Reklama

Gaz

Bułgaria: zmiana wykonawcy przedłużenia gazociągu Turkish Stream

Fot.: Energetyka24.com
Fot.: Energetyka24.com

Bułgarski operator sieci przesyłowo-magazynowej gazu Bułgartransgaz zmienił wykonawcę 474-kilometrowego przedłużenia gazociągu Turecki Potok z Bułgarii do Serbii - poinformował we wtorek dyrektor Bułgartransgazu Władimir Malinow.

Na początku kwietnia Bułgartransgaz powierzył realizację tej inwestycji konsorcjum saudyjskiej firmy Arkad Engineering oraz jej włoskiego joint-venture Arkad ABB, gdyż tylko jego oferta spełniała warunek utrzymania kosztów w granicach wyznaczonej kwoty 2,286 mld lewów (1,17 mld euro) bez VAT. Malinow wyjaśnił, że Arkad nie przedstawił niezbędnych do podpisania umowy dokumentów.

Jednocześnie włosko-luksemburskie konsorcjum GDEB (Gas Development and Expansion in Bulgaria) przedstawiło swą nową ofertę, która jest zgodna z finansowymi warunkami przetargu. Według szefa Bułgartransgazu, nowa umowa na budowę gazociągu zostanie podpisana z GDEB.

Według portalu Mediapool, konsorcjum to jest związane z rosyjską spółką TMK. Jak poinformował Malinow, przewidziane w nowej ofercie GDEB koszty są o 31 proc. niższe w porównaniu z ofertą poprzednią i wynoszą 1,1 mld euro.

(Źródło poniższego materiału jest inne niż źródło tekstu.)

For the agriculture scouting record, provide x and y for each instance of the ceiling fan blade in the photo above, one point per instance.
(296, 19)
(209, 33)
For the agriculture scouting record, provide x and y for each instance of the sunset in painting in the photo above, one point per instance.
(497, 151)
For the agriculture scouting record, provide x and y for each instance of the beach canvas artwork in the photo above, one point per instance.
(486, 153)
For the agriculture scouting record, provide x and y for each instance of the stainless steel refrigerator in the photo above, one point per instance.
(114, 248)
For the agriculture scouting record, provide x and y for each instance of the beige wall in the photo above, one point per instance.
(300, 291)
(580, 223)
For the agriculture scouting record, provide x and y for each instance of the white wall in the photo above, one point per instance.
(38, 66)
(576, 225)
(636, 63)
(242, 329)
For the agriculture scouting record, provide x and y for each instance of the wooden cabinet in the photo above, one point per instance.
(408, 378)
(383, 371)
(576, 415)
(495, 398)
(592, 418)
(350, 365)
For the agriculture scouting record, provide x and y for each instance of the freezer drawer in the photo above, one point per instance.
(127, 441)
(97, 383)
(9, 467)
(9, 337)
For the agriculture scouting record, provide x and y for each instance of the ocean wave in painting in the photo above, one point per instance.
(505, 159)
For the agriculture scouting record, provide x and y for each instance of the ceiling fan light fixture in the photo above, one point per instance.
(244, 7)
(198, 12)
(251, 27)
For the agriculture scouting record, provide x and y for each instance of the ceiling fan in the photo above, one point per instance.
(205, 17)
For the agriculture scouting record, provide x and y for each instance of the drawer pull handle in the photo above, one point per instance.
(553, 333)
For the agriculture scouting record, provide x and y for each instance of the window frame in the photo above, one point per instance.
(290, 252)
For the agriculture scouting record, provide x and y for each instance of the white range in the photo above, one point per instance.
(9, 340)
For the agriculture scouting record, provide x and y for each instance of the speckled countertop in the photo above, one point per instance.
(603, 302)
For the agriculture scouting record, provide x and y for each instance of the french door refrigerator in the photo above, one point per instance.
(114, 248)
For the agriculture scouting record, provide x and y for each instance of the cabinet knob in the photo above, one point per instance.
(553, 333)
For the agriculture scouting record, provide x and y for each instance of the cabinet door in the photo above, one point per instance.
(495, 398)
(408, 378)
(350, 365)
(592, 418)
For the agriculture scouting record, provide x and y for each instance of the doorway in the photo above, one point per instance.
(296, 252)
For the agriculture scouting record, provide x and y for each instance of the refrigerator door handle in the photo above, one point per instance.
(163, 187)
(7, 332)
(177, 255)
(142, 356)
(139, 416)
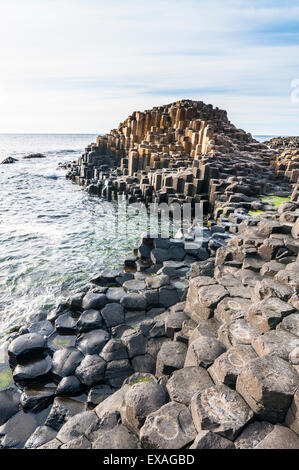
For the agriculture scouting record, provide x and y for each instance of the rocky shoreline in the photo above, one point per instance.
(192, 345)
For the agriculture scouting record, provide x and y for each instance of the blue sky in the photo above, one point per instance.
(84, 65)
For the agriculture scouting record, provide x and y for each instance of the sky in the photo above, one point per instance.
(82, 66)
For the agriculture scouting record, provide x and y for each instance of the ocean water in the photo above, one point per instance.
(53, 236)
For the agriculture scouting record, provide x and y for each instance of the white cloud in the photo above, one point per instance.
(83, 65)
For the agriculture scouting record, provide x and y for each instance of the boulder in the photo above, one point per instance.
(170, 427)
(92, 342)
(279, 438)
(17, 430)
(69, 386)
(279, 343)
(220, 409)
(113, 314)
(184, 383)
(210, 440)
(117, 372)
(91, 370)
(26, 347)
(92, 301)
(32, 372)
(236, 333)
(41, 436)
(114, 350)
(9, 403)
(99, 393)
(65, 361)
(268, 385)
(253, 434)
(134, 301)
(265, 315)
(292, 418)
(117, 438)
(89, 320)
(141, 400)
(203, 351)
(171, 357)
(76, 426)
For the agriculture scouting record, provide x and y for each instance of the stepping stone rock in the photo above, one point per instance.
(9, 403)
(229, 365)
(174, 322)
(93, 301)
(115, 294)
(271, 288)
(236, 333)
(134, 301)
(203, 352)
(91, 370)
(79, 443)
(279, 343)
(69, 386)
(37, 399)
(65, 361)
(41, 435)
(144, 363)
(17, 430)
(220, 409)
(66, 324)
(135, 343)
(268, 385)
(230, 309)
(184, 383)
(89, 320)
(210, 440)
(290, 324)
(170, 427)
(108, 411)
(280, 438)
(92, 342)
(113, 314)
(76, 426)
(33, 372)
(43, 328)
(292, 418)
(155, 282)
(98, 394)
(141, 400)
(171, 357)
(54, 444)
(265, 315)
(117, 372)
(117, 438)
(202, 300)
(26, 347)
(114, 350)
(168, 296)
(253, 434)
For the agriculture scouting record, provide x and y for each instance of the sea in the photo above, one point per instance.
(54, 237)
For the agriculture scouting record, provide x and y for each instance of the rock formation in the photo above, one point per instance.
(182, 152)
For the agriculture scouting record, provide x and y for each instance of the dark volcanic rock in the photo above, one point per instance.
(91, 370)
(32, 372)
(26, 347)
(221, 410)
(170, 427)
(92, 342)
(9, 403)
(65, 361)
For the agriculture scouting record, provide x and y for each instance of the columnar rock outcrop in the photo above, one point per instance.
(182, 152)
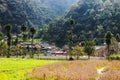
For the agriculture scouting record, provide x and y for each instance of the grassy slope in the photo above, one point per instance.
(15, 69)
(79, 70)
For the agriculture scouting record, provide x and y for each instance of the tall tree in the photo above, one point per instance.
(32, 31)
(89, 48)
(108, 37)
(8, 28)
(70, 38)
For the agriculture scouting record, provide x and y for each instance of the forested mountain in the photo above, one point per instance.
(93, 18)
(32, 12)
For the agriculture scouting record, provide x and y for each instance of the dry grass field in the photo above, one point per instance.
(78, 70)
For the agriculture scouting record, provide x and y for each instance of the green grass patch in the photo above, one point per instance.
(16, 69)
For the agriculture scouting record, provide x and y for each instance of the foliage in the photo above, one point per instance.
(1, 36)
(89, 47)
(114, 57)
(31, 12)
(3, 49)
(78, 51)
(92, 20)
(87, 70)
(108, 37)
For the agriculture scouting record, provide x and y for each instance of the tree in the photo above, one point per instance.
(108, 37)
(89, 48)
(78, 50)
(8, 28)
(70, 38)
(3, 49)
(32, 32)
(24, 35)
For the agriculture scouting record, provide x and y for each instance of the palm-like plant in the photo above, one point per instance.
(8, 28)
(70, 38)
(23, 29)
(108, 37)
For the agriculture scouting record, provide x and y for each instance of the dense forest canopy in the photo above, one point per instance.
(93, 18)
(32, 12)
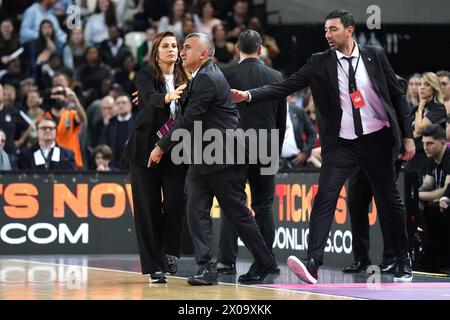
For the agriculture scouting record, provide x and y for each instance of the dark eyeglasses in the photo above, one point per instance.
(47, 128)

Na wtorkowym posiedzeniu rady nadzorczej Bułgartrangazu postanowiono przyjąć tę ofertę.

Przedłużenie gazociągu Turecki Potok ma biec przez Bułgarię, Serbię i Węgry do austriackiego hubu gazowego Baumgarten, skąd dostawy byłyby kierowane istniejącymi już połączeniami do Austrii i na Słowację.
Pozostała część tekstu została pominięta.